Thursday, August 24, 2017

Didn't Make it Into Pitch Wars? Here's What To Do Next

The mentor/mentee pairings for this year's Pitch Wars will be announced tomorrow. Through the grapevine, I've heard that over 3000 writers entered this year, competing for between 200-250 slots. Those are tough odds, and it means a whole lot of talented writers with excellent books won't be getting in.

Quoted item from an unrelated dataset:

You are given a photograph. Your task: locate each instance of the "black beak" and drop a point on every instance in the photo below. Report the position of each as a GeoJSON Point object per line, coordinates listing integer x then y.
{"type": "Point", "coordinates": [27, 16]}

So if you're one of the 2500+ who don't make it into Pitch Wars, what do you do next? Here are some ideas:

1) Take a day or two to resign yourself to the rejection, if you need to. There's nothing wrong with feeling upset about not getting in. Take some time away from Twitter, if it hurts to see everyone celebrating. But don't unfollow mentors and mentees - you can mute them for a while if it's tough to see them pop up on your stream, but they're all good professional connections to keep. And don't forget to congratulate any of your critique partners, Twitter friends, or real-life friends who may have gotten in. You'd want them to do the same for you, right?

2) Once you feel up to it, collect the feedback you may have gotten from the mentors you submitted to. Figure out if/how to incorporate this feedback into your manuscript.

3) If you didn't get any feedback, or you feel you want more, find a few new critique partners. The Pitch Wars Hopefuls Facebook groups are great for this, and you'll be able to find a lot of writers in your shoes on these groups. Exchange first chapters with a few people to see who might be a good fit. Then, exchange manuscripts and get as much feedback as you can.

4) Once you have a good pool of feedback, go through your manuscript with a fine-tooth comb and figure out how to incorporate it. This might mean changing your beginning, changing your ending, adding or deleting characters, changing the plot, etc. Be open to really changing your book, if you feel it will make it better! But remember, you don't HAVE to take all the feedback you're given. If more than one person has the same comment, that's a good indication you need to change that aspect of the book. But it's your book, and you get the final say.

5) After you've got a revised manuscript based on feedback and your own revisions, consider sending it to another one or two beta readers. Make sure the revisions work.

6) Once you can't revise any more, you can start querying agents. Or, you can enter any of the other upcoming contests (Operation Awesome's very own Pass or Pages in September, Pitch Slam in the early fall (, #pitmad in early September and early December ( and many others).

There are many, many avenues to becoming an agented author. Pitch Wars is a great one, but it's not the only one. You took a huge step just for applying, and whether or not you make it in, you've got a lot of options ahead of you!